For the treatment of secondary hyperlipoproteinemia, the drug is used when hyperlipoproteinemia persists despite effective treatment of the underlying disease (e.g., dyslipidemia in diabetes mellitus).


– Hypersensitivity to fenofibrate or other components of the drug;
– hepatic insufficiency (including biliary cirrhosis and persistent liver dysfunction of unclear etiology);
– severe renal insufficiency (creatinine clearance <30 ml/min);
– under 18 years of age (efficacy and safety have not been established);
– history of photosensitivity or phototoxicity during treatment with fibrates or ketoprofen;
– history of gallbladder disease;
– period of breastfeeding;
– congenital galactosemia, lactase deficiency, glucose and galactose malabsorption (the drug contains lactose);
– congenital fructosemia, sucrose-isomaltase deficiency (the drug contains sucrose);
– patients with a history of allergy to peanuts, peanut oil, soy lecithin, or related products (due to risk of hypersensitivity reaction)
– Chronic or acute pancreatitis, except in cases of acute pancreatitis due to severe hypertriglyceridemia.
Patients with impaired renal function should be prescribed a lower dose of the drug. However, given the lack of lower dosage of fenofibrate on the Russian market, the drug Traicor 145 mg is contraindicated in patients with any degree of renal dysfunction.

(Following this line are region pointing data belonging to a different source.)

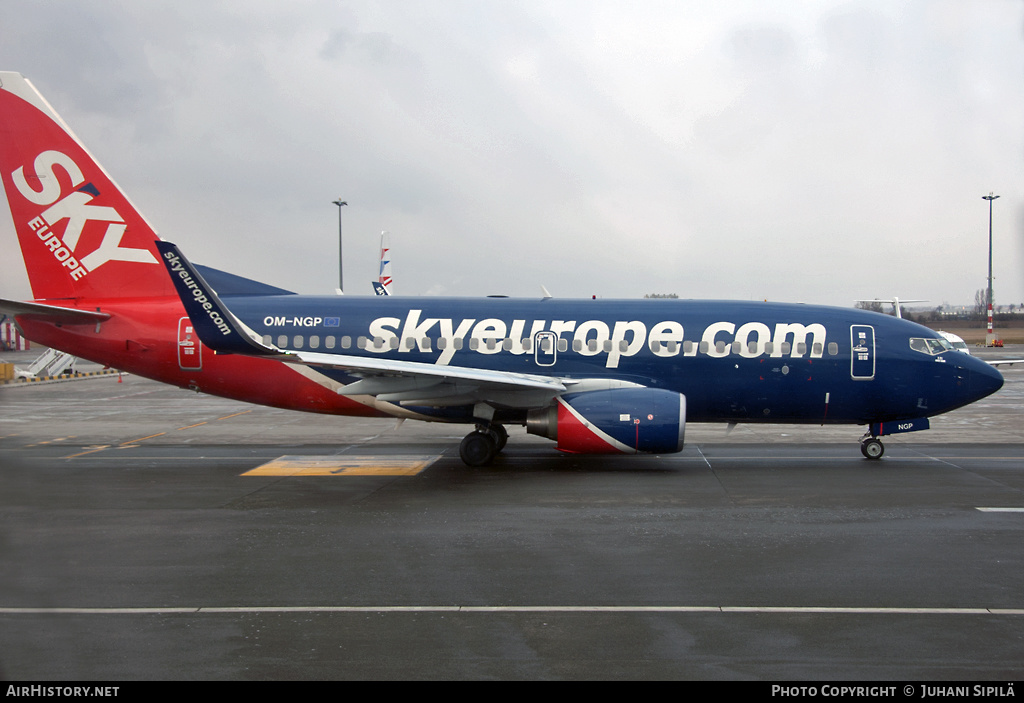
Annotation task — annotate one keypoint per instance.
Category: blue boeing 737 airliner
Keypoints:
(594, 376)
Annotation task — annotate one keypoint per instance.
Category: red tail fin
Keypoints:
(80, 235)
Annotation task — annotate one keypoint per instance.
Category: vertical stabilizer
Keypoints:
(383, 284)
(80, 236)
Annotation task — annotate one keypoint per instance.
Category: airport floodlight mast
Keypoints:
(989, 336)
(341, 271)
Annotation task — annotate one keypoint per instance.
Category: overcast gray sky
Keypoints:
(814, 151)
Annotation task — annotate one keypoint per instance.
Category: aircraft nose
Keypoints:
(983, 380)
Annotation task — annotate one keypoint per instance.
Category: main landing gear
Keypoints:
(871, 447)
(479, 447)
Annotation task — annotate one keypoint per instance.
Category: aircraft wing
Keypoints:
(51, 312)
(388, 380)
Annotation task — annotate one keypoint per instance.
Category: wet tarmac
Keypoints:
(153, 533)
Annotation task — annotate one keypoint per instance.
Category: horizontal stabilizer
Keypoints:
(51, 313)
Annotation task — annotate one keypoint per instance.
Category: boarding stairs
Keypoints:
(51, 362)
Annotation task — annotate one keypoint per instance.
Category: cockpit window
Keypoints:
(930, 345)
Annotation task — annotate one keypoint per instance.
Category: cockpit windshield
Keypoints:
(930, 345)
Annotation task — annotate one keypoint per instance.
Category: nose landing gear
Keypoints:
(871, 447)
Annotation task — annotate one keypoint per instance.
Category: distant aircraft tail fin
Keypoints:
(383, 284)
(80, 236)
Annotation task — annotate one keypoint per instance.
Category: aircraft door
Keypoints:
(545, 348)
(861, 352)
(189, 349)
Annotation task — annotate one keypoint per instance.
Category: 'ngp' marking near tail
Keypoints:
(596, 377)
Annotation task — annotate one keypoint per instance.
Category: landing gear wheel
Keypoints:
(477, 448)
(872, 448)
(501, 436)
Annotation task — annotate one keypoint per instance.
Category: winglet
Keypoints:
(216, 326)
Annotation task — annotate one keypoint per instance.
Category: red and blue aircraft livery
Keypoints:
(595, 376)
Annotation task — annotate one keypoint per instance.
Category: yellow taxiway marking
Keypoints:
(344, 466)
(132, 441)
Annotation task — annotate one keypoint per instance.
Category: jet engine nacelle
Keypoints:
(616, 421)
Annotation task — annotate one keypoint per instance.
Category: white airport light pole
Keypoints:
(341, 271)
(989, 336)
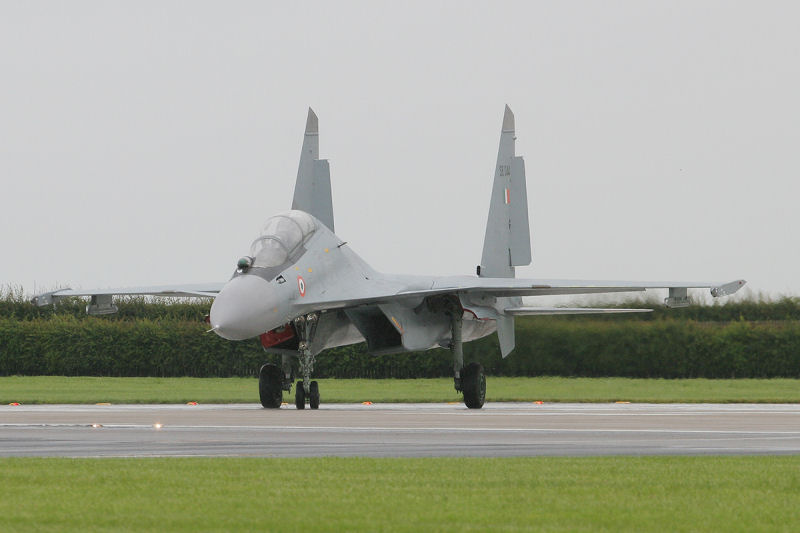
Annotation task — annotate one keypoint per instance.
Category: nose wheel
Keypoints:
(306, 390)
(300, 395)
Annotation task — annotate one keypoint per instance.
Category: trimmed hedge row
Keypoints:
(65, 345)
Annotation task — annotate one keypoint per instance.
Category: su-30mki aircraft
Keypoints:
(302, 289)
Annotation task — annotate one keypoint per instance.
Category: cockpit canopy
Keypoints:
(282, 235)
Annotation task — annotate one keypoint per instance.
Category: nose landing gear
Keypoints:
(273, 380)
(306, 326)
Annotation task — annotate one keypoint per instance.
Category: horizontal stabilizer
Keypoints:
(728, 288)
(519, 311)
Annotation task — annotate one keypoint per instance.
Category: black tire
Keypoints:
(473, 383)
(299, 395)
(313, 398)
(270, 379)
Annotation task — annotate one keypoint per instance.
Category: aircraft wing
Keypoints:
(538, 311)
(505, 287)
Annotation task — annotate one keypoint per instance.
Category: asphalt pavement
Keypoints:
(399, 430)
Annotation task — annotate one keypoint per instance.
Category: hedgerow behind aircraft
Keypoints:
(302, 289)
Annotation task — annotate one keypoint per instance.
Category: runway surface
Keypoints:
(398, 430)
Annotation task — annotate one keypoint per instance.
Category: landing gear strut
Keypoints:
(470, 379)
(270, 389)
(305, 326)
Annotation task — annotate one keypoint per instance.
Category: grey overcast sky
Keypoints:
(147, 142)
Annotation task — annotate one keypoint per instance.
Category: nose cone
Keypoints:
(244, 308)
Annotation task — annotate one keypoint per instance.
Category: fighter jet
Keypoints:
(302, 289)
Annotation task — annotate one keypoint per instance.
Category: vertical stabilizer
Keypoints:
(312, 190)
(507, 242)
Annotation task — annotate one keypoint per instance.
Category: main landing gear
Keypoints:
(469, 380)
(272, 381)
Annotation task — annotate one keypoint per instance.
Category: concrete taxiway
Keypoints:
(398, 430)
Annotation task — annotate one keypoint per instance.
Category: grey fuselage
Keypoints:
(258, 300)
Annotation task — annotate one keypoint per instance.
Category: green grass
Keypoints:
(359, 494)
(50, 389)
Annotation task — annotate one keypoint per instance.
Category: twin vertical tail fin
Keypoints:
(312, 190)
(507, 242)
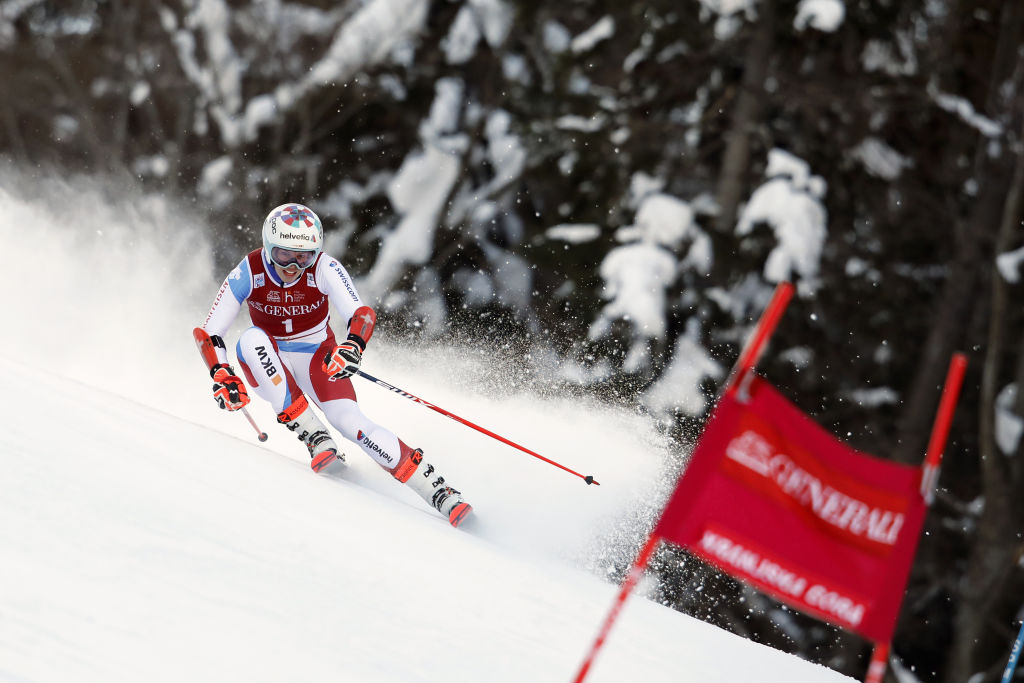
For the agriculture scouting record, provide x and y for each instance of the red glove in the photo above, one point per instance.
(344, 360)
(228, 390)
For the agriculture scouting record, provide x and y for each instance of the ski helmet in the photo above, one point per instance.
(294, 228)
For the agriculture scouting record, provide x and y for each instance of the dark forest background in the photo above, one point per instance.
(909, 111)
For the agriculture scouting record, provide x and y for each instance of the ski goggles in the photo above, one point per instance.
(287, 257)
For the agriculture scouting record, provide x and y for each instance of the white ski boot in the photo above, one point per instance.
(299, 417)
(424, 479)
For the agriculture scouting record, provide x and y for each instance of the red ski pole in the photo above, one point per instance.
(588, 478)
(205, 346)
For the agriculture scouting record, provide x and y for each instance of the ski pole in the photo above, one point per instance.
(1008, 673)
(205, 345)
(588, 478)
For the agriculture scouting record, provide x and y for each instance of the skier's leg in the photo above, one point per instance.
(258, 357)
(396, 457)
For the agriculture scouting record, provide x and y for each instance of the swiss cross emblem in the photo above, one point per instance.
(293, 215)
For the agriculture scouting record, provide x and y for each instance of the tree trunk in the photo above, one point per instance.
(972, 248)
(994, 552)
(737, 150)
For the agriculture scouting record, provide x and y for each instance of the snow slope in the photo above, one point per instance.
(146, 536)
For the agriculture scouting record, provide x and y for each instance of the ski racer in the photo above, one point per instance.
(291, 357)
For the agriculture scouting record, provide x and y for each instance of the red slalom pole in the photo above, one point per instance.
(588, 478)
(940, 429)
(636, 571)
(766, 326)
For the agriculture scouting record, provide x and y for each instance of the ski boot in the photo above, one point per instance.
(299, 417)
(424, 479)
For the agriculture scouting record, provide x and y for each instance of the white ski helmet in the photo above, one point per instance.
(293, 235)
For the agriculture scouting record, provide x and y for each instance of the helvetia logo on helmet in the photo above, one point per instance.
(297, 236)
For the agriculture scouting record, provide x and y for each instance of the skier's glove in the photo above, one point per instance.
(343, 360)
(228, 390)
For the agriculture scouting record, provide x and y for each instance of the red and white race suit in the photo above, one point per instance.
(282, 354)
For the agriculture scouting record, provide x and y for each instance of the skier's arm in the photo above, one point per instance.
(335, 282)
(237, 288)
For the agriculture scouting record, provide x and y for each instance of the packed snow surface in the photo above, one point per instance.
(146, 536)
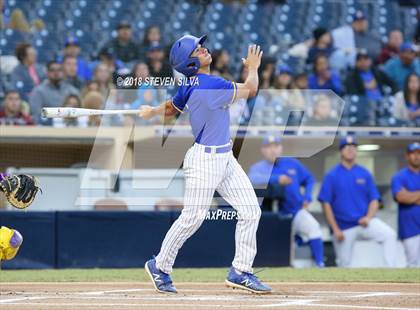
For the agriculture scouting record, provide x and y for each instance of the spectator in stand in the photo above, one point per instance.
(89, 87)
(102, 76)
(220, 64)
(156, 61)
(284, 91)
(152, 36)
(322, 44)
(407, 102)
(405, 187)
(391, 49)
(51, 92)
(322, 113)
(3, 87)
(367, 80)
(72, 49)
(17, 20)
(301, 81)
(351, 38)
(323, 77)
(123, 46)
(398, 68)
(28, 73)
(12, 112)
(70, 72)
(146, 93)
(94, 100)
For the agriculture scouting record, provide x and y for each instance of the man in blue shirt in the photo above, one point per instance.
(209, 164)
(399, 68)
(350, 201)
(405, 187)
(367, 80)
(288, 176)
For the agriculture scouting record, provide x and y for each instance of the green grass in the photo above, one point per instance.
(214, 275)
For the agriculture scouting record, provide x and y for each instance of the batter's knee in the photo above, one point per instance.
(315, 231)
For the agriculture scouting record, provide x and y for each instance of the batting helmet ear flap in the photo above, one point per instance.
(180, 55)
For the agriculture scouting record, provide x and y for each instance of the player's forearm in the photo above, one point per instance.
(373, 208)
(2, 176)
(329, 215)
(251, 81)
(406, 197)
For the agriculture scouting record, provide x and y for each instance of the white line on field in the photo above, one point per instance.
(359, 307)
(376, 294)
(118, 291)
(289, 303)
(119, 305)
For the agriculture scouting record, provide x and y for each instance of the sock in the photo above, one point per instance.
(317, 249)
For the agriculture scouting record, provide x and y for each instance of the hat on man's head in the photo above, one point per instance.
(406, 46)
(155, 46)
(271, 139)
(412, 147)
(362, 53)
(71, 41)
(123, 24)
(348, 140)
(319, 32)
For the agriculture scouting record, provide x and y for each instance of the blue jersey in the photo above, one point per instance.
(349, 192)
(208, 104)
(408, 214)
(263, 172)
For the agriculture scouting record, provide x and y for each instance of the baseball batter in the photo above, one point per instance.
(405, 187)
(209, 164)
(10, 239)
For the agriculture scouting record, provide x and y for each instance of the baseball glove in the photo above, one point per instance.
(20, 190)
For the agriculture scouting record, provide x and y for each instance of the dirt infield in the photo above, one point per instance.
(130, 295)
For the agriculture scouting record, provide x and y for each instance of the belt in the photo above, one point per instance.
(218, 149)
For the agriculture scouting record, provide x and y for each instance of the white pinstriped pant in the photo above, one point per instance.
(204, 174)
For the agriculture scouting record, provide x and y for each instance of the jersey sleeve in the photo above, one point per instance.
(373, 190)
(223, 93)
(326, 192)
(178, 101)
(396, 185)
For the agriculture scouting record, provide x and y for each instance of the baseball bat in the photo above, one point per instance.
(77, 112)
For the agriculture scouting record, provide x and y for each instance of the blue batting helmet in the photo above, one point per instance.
(180, 55)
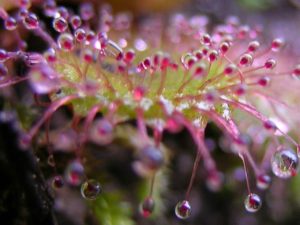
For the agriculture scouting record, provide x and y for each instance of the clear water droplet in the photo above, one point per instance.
(252, 203)
(284, 163)
(57, 182)
(31, 21)
(90, 189)
(147, 207)
(60, 24)
(183, 209)
(66, 42)
(74, 173)
(263, 181)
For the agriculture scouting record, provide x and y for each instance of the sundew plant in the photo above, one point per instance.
(90, 78)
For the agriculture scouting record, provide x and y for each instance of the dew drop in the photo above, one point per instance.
(252, 203)
(90, 189)
(263, 181)
(147, 207)
(60, 24)
(246, 60)
(10, 23)
(183, 209)
(284, 163)
(66, 42)
(74, 173)
(57, 182)
(31, 21)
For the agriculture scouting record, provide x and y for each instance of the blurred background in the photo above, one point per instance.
(281, 203)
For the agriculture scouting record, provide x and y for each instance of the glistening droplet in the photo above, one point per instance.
(183, 209)
(252, 203)
(90, 189)
(147, 207)
(284, 163)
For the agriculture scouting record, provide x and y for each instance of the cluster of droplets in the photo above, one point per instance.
(207, 68)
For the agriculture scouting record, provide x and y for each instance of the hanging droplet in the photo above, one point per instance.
(90, 189)
(284, 163)
(10, 23)
(74, 173)
(60, 24)
(252, 203)
(31, 21)
(263, 181)
(57, 182)
(183, 209)
(147, 207)
(66, 42)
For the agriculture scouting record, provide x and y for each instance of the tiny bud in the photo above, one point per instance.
(230, 69)
(139, 93)
(129, 56)
(264, 81)
(206, 39)
(224, 47)
(246, 60)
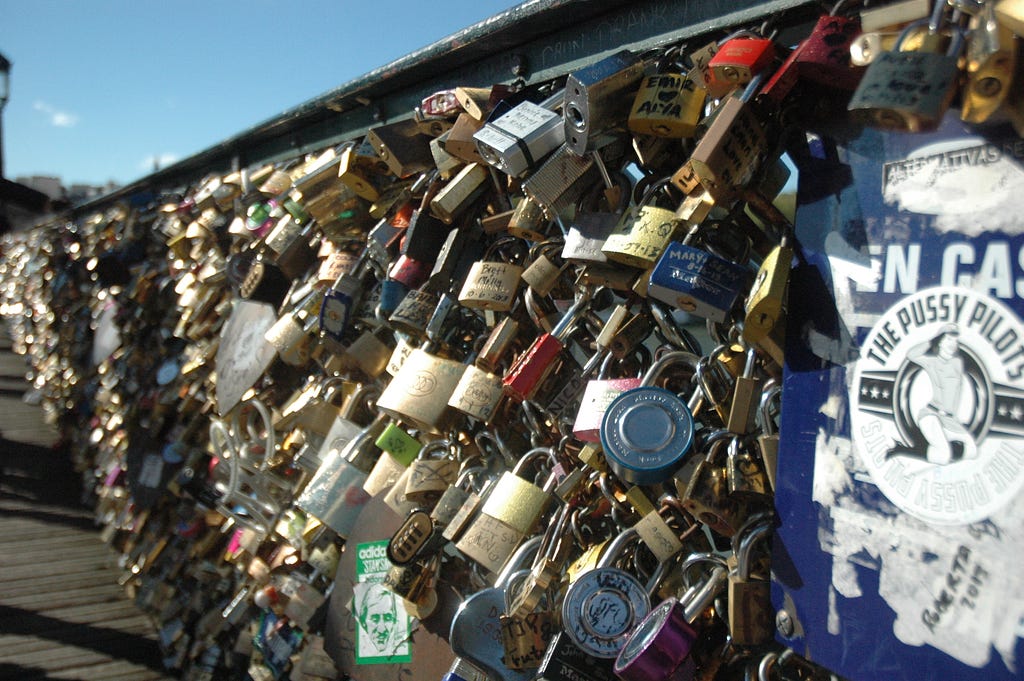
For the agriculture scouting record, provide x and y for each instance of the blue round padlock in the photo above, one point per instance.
(645, 433)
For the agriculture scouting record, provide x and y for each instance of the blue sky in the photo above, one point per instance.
(100, 88)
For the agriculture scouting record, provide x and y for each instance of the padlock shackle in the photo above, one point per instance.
(516, 560)
(616, 547)
(745, 545)
(706, 594)
(662, 365)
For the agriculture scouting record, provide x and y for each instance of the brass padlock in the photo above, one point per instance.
(747, 477)
(492, 284)
(669, 102)
(745, 397)
(596, 99)
(991, 62)
(910, 90)
(431, 472)
(730, 151)
(752, 620)
(508, 513)
(420, 391)
(640, 242)
(766, 301)
(460, 193)
(706, 496)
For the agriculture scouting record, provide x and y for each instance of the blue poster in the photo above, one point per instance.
(901, 458)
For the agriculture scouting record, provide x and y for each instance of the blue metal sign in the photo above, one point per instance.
(901, 456)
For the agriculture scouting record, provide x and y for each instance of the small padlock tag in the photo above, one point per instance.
(596, 397)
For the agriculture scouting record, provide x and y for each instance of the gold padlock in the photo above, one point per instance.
(509, 513)
(668, 104)
(641, 242)
(420, 391)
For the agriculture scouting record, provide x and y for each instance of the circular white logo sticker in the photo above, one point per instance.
(937, 405)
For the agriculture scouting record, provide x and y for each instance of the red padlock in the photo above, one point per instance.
(824, 56)
(528, 371)
(738, 59)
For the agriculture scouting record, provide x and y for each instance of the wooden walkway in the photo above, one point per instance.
(62, 614)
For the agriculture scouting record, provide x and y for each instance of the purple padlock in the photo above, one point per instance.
(658, 649)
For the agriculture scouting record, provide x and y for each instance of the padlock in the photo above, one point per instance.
(431, 472)
(652, 528)
(730, 151)
(292, 334)
(596, 99)
(492, 284)
(528, 371)
(640, 242)
(745, 397)
(459, 139)
(910, 90)
(499, 342)
(747, 477)
(517, 140)
(474, 633)
(335, 494)
(425, 235)
(460, 193)
(752, 620)
(766, 301)
(604, 604)
(402, 146)
(545, 268)
(768, 429)
(413, 313)
(509, 513)
(369, 352)
(823, 57)
(706, 496)
(563, 661)
(669, 102)
(560, 180)
(398, 449)
(344, 295)
(527, 220)
(524, 637)
(738, 59)
(478, 393)
(658, 649)
(991, 62)
(420, 391)
(1011, 13)
(646, 431)
(359, 169)
(525, 594)
(414, 583)
(697, 282)
(716, 381)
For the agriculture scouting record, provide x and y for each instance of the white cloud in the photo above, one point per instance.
(57, 118)
(151, 163)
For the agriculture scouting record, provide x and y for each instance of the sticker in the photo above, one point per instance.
(382, 635)
(901, 460)
(937, 405)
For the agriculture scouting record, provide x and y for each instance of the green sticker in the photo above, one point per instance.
(382, 635)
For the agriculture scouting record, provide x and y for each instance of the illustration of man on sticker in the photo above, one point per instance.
(943, 438)
(383, 626)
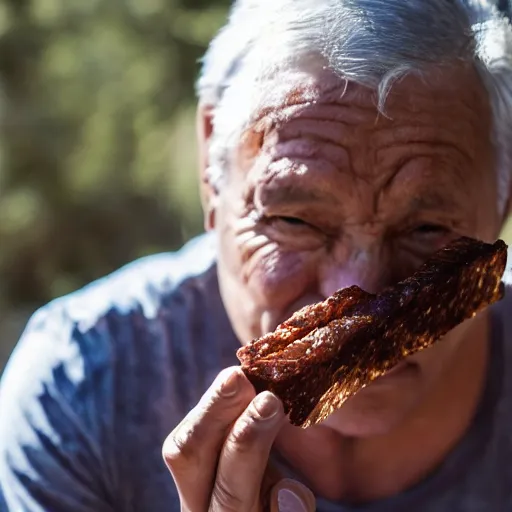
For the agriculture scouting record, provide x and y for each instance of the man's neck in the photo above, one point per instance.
(361, 470)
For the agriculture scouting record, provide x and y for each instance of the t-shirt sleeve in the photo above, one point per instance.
(50, 455)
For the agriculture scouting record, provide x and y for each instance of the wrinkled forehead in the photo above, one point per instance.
(450, 95)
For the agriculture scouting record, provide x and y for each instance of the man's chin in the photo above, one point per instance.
(380, 407)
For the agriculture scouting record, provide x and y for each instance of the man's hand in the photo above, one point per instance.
(218, 454)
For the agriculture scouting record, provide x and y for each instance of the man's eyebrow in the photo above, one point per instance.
(431, 201)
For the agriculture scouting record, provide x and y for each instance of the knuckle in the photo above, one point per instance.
(244, 435)
(180, 448)
(224, 499)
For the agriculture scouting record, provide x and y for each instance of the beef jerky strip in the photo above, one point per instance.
(314, 371)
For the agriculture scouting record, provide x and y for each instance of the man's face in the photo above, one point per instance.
(324, 192)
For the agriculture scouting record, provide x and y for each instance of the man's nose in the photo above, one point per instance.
(367, 268)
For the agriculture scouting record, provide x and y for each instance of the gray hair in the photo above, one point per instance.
(370, 42)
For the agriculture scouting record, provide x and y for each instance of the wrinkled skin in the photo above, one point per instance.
(324, 192)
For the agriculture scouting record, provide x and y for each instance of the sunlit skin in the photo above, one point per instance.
(324, 192)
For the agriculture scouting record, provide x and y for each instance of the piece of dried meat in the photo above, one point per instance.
(328, 351)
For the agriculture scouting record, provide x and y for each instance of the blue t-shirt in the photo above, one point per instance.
(102, 376)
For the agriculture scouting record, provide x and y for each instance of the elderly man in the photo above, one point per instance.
(341, 142)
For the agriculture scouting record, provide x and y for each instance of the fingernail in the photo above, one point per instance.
(230, 385)
(267, 405)
(288, 501)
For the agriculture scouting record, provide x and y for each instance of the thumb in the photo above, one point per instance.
(291, 496)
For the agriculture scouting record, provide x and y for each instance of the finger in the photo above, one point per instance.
(192, 450)
(291, 496)
(245, 455)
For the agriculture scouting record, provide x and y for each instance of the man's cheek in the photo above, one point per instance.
(280, 277)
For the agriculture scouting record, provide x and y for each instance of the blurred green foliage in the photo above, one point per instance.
(97, 155)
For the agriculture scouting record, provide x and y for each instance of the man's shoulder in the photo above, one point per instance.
(143, 285)
(107, 321)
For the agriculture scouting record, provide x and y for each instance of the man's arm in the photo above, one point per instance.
(50, 459)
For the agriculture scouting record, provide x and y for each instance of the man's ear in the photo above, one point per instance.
(208, 192)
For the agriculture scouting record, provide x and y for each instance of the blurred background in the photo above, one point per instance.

Dosage and administration regimen


  • Hypocholesterolemic diet, to which the patient adhered before the start of treatment with Traicor 145 mg, must be continued.
  • Traicor 145 mg tablets should be swallowed whole without chewing, with water. Traicor 145 mg may be taken at any time of the day, regardless of meals.
  • Adults. One tablet of Traicor 145 mg once daily.
  • Patients taking one 200 mg fenofibrate capsule or one 160 mg fenofibrate tablet daily may switch to taking 1 tablet of Traicor 145 mg without further dose adjustments.
  • Elderly patients without renal insufficiency. It is recommended to take the standard dose for adults (1 tablet per day).
  • The effectiveness of therapy should be evaluated according to the concentration of lipids (total cholesterol, LDL, triglycerides) in blood serum. If there is no therapeutic effect after several months of therapy (usually after 3 months), the advisability of prescribing concomitant or alternative therapy should be considered.